Sin embargo, la calificación del testimonio no es ingenua ni acrítica. El Ministerio Público señala dudas sobre la versión de Aldama respecto al rescate de Air Europa: negó la existencia de pago alguno por parte de la familia Hidalgo, extremo que el fiscal considera poco creíble y que, en su opinión, podría proteger a terceros. Esa factura de prudencia demuestra que la Fiscalía valora la colaboración, pero la somete al contraste con las demás pruebas.
Procesalmente, la tesitura es clara y técnica. Alejandro Luzón, fiscal jefe Anticorrupción, ha pedido inicialmente siete años de prisión por organización criminal y cohecho, además de una multa por aprovechamiento de información privilegiada de 3.713.981 euros. Al mismo tiempo, ha solicitado la atenuante analógica de la confesión prevista en el artículo 21.4 del Código Penal —una atenuante simple— por la eficacia de la cooperación en las etapas tempranas del procedimiento. Luzón admite que la colaboración ha sido relevante y no autoexculpatoria, pero deja sobre la mesa la posibilidad, defendida por la defensa, de que la fiscalía eleve esa atenuante a muy cualificada.

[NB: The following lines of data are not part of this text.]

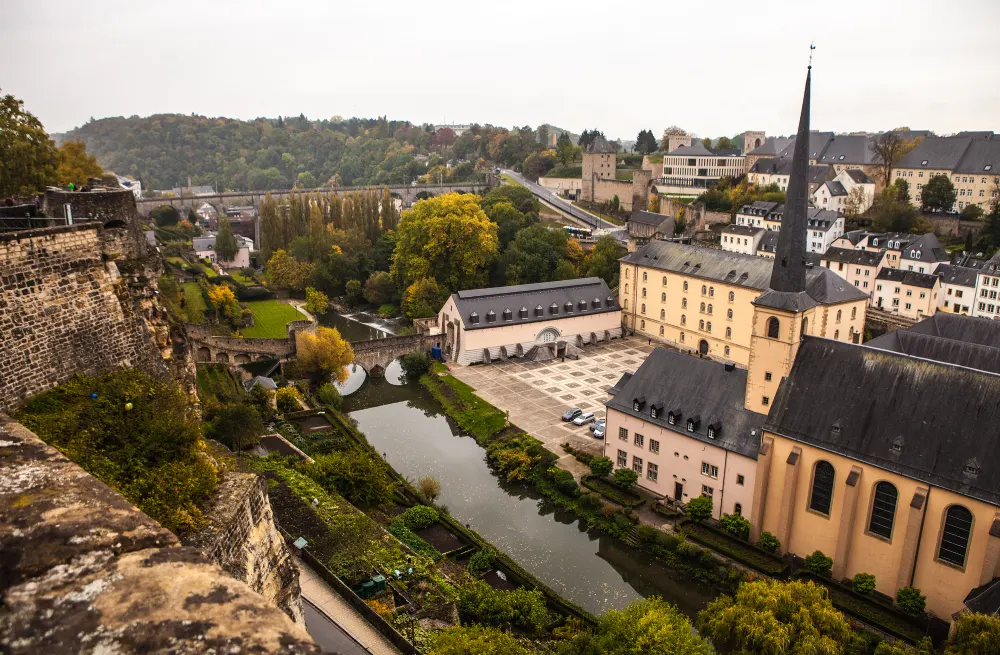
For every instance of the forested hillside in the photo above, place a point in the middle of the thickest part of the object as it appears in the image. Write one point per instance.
(164, 149)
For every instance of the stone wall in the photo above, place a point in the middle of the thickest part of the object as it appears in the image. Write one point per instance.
(83, 571)
(63, 310)
(244, 540)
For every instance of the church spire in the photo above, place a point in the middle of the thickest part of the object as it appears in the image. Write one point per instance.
(789, 271)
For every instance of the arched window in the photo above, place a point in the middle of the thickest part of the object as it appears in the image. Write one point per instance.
(772, 328)
(883, 510)
(955, 537)
(822, 493)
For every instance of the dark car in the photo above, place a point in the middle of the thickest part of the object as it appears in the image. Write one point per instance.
(572, 414)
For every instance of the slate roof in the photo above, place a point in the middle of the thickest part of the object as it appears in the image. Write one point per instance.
(910, 278)
(698, 387)
(822, 285)
(855, 257)
(939, 153)
(581, 295)
(943, 417)
(959, 275)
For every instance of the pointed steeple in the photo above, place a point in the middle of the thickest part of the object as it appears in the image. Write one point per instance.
(789, 272)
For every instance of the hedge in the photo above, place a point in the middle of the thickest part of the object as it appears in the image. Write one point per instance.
(735, 548)
(612, 492)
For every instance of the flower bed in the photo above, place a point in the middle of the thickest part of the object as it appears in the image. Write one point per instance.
(612, 491)
(737, 549)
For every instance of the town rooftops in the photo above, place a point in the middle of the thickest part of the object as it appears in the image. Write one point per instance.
(530, 303)
(909, 278)
(681, 387)
(822, 285)
(854, 257)
(929, 421)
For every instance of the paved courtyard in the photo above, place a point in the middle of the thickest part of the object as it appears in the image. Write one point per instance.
(537, 393)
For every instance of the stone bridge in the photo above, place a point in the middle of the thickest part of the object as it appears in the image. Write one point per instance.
(375, 356)
(407, 193)
(237, 350)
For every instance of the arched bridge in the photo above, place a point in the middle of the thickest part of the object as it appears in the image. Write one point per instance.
(407, 193)
(375, 356)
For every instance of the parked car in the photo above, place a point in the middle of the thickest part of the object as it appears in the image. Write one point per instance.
(572, 414)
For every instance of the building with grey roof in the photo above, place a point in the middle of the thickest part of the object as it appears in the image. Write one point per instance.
(530, 321)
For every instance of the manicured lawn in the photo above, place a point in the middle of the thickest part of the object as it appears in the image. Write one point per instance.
(270, 318)
(194, 302)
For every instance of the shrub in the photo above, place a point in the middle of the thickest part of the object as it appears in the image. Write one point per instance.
(419, 517)
(414, 365)
(601, 466)
(911, 601)
(699, 509)
(288, 400)
(429, 487)
(626, 478)
(736, 525)
(863, 583)
(819, 564)
(768, 542)
(481, 561)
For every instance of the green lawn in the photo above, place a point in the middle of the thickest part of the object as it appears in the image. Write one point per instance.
(270, 318)
(194, 302)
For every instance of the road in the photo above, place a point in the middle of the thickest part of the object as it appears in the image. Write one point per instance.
(544, 194)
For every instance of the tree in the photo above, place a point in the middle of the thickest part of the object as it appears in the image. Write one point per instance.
(317, 302)
(323, 354)
(938, 194)
(603, 261)
(625, 478)
(75, 165)
(601, 466)
(423, 298)
(449, 238)
(29, 157)
(771, 617)
(238, 427)
(380, 289)
(225, 241)
(887, 149)
(285, 271)
(476, 640)
(645, 142)
(699, 509)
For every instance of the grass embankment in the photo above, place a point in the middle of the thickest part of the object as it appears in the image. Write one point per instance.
(270, 318)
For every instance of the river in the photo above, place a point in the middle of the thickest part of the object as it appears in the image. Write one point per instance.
(595, 571)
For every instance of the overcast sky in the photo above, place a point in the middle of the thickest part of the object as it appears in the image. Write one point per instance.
(713, 67)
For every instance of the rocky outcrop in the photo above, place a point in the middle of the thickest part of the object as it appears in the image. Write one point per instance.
(244, 540)
(83, 571)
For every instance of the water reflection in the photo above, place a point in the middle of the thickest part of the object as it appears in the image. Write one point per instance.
(597, 572)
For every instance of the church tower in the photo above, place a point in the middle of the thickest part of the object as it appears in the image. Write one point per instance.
(782, 313)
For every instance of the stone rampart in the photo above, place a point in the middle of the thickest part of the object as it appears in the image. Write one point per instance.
(83, 571)
(63, 310)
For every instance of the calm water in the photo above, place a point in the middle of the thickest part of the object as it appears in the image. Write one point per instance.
(405, 423)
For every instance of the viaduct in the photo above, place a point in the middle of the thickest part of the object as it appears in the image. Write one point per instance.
(407, 193)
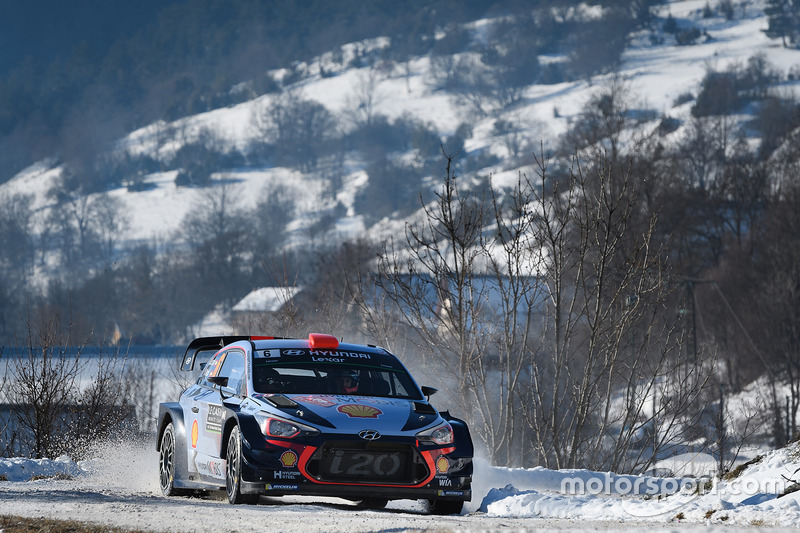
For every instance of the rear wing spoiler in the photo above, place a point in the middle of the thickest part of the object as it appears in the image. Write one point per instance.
(207, 344)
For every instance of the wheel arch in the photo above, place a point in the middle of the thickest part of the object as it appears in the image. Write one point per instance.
(170, 412)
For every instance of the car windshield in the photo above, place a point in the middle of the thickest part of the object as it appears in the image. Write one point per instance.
(333, 379)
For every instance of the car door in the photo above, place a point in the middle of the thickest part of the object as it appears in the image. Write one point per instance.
(211, 412)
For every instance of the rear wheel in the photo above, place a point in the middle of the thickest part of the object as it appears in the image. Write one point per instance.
(442, 507)
(233, 471)
(166, 463)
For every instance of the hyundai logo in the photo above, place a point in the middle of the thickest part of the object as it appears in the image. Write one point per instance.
(369, 434)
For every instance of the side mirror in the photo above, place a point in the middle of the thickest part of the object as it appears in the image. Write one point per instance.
(429, 391)
(218, 380)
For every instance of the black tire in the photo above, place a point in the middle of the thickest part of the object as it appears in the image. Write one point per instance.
(443, 507)
(233, 471)
(166, 463)
(372, 503)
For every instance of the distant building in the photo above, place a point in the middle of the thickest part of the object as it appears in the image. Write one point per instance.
(254, 310)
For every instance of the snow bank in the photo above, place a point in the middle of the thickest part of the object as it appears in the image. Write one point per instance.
(760, 495)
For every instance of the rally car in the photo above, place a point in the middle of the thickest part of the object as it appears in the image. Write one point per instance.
(272, 416)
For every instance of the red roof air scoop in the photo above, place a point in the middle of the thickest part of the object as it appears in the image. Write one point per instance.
(317, 341)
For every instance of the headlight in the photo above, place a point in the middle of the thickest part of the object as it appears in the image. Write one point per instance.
(442, 434)
(272, 426)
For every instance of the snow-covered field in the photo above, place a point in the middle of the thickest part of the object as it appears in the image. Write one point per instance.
(119, 487)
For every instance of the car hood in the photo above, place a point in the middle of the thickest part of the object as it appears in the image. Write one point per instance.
(351, 414)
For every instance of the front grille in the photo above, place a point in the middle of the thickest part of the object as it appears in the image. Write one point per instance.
(367, 462)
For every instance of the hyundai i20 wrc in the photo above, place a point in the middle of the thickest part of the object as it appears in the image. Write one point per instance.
(276, 417)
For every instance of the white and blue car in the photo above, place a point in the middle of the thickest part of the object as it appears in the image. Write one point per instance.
(314, 416)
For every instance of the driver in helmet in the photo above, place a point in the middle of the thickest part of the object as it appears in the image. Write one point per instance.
(345, 382)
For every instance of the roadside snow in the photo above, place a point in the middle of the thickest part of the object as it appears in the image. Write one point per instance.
(760, 496)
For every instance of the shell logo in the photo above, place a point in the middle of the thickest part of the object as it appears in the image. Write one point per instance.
(289, 459)
(194, 434)
(359, 411)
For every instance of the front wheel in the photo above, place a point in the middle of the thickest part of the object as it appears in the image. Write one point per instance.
(443, 507)
(233, 471)
(166, 463)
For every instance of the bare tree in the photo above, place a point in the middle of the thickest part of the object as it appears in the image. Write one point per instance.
(364, 97)
(299, 128)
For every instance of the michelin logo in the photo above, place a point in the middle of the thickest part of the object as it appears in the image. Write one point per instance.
(273, 486)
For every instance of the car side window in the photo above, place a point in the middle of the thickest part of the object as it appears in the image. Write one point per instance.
(233, 369)
(211, 368)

La decisión definitiva no depende solo del fiscal jefe: la fiscal general del Estado, Teresa Peramato, tendrá la última palabra sobre el grado de rebaja que merezca la cooperación. Y esa decisión llega con la tensión política añadida de que el propio Aldama situó al presidente Pedro Sánchez como supuesto número 1 de la organización, extremo que el Gobierno ha recibido con impacto.
Es relevante reseñar, además, que no existe constancia de un pacto formal entre Aldama y la Fiscalía: el empresario no ha firmado acuerdo alguno, aunque su defensa espera que la cooperación repercuta en la petición de pena. La ley europea y la evolución de la política criminal suelen premiar a quienes colaboran, pero la concreción del rédito penal dependerá, en este caso, de la valoración final de la fiscalía y de la autoridad jerárquica que la supervise.
Nos hallamos, pues, ante un episodio que combina voluntad colaboradora, verosimilitud probatoria y reservas fiscales. La justicia ha conseguido piezas que antes no se veían; ahora corresponde a la instrucción y al juicio traducir esas piezas en responsabilidades ajustadas a la letra y al espíritu de la ley.